BroadBand Shield

Fracture-geometry control service

$BroadBand Shield service is used to stimulate an infill well (light green), far-field diversion (yellow) limits fracture growth outside of the designed fracture area, preventing communication with neighboring wells and increasing fracture complexity.$

Increase fracture complexity while avoiding well-to-well communication and detrimental frac hits

BroadBand Shield fracture-geometry control service stimulates production in unconventional wells while limiting the risk of communicating with neighboring wells or fracturing into undesirable zones. Particularly useful for infill wells and multiwell pads in tightly spaced fields, the service delivers engineered fracture stimulation treatments that constrain fracture growth with far-field diversion. The proprietary fluid system includes a proprietary blend of multimodal particles to bridge only the fracture tip and thereby prevent excessive fracture length and height growth.

Improve fracture complexity

Where conventional fracturing aims to create one long fracture without much complexity—aiming for long fractures and deep reach—BroadBand Shield service uses far-field diversion to restrict fracture length, using the energy to create more fractures with shorter lengths.

By employing an engineered fracture design that limits fracture growth, the service both optimizes the fracture geometry and increases the fracture complexity in unconventional reservoirs.
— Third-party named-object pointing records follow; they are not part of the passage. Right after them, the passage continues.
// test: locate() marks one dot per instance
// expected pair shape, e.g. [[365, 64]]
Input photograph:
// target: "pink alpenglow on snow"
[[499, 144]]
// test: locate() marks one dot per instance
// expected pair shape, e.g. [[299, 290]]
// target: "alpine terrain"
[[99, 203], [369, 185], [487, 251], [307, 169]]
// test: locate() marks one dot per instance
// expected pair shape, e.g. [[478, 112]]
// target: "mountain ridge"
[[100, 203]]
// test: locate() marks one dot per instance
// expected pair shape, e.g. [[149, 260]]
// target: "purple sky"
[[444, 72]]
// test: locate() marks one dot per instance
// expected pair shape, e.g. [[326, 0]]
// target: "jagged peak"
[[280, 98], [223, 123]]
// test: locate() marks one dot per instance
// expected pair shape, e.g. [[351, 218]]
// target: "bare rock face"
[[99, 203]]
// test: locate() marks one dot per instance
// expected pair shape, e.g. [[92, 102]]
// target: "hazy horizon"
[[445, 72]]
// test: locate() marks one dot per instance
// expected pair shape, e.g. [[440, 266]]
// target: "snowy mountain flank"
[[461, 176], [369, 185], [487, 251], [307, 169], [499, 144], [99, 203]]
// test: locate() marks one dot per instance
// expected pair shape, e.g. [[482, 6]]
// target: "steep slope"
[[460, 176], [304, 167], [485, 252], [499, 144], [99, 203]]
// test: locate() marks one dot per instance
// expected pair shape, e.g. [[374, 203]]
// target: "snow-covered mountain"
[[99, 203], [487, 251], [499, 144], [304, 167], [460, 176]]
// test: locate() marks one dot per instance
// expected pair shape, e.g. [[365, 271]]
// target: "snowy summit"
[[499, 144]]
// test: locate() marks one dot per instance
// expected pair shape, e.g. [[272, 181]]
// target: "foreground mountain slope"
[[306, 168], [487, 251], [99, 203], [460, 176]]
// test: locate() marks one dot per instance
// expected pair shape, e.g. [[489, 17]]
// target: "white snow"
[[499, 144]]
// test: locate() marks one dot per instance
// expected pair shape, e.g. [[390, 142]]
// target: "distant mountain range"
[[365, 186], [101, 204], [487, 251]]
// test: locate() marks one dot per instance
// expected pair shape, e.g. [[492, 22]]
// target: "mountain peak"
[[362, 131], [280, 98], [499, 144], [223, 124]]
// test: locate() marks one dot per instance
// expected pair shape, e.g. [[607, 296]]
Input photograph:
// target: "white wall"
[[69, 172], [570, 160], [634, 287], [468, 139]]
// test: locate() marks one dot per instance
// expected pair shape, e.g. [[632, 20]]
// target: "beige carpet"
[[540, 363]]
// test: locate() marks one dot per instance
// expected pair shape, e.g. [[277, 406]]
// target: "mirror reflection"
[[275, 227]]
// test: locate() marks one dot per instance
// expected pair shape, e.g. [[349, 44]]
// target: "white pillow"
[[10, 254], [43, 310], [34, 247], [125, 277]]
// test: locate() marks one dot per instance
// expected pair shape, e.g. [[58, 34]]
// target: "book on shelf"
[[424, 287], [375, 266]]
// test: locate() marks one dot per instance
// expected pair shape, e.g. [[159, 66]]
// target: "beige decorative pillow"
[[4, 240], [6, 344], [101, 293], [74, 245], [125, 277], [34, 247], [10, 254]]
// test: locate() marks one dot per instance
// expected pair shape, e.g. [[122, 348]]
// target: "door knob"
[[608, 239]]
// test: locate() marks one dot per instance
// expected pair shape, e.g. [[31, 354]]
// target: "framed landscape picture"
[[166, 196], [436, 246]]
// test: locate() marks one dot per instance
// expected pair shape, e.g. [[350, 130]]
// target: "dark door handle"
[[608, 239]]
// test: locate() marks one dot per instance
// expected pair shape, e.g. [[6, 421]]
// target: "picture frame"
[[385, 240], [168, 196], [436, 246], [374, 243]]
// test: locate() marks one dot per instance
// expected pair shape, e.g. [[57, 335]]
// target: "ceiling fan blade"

This combination helps improve reservoir drainage by maximizing reservoir contact within defined areas and limiting pressure drops along the edge and outside of the desired drainage area.

Retain fracture conductivity

Whereas conventional near-wellbore diversion relies on relatively large particles to temporarily bridge perforations and smaller particles and fibers to plug the permeability between the large particles, BroadBand Shield service uses much smaller multimodal diversion particles. The engineered particle sizes and pumping schedules ensure that these particles can pass easily through the perforations and fractures to permanently plug only the fracture tips.

The smaller particle sizes are more easily transported even in relatively low-viscosity fluids and into smaller fractures than are possible with conventional proppant. In addition, the engineered pumping schedules place the diversion material only before conventional proppant stages, which means they have no adverse impact on conductivity in the propped fracture.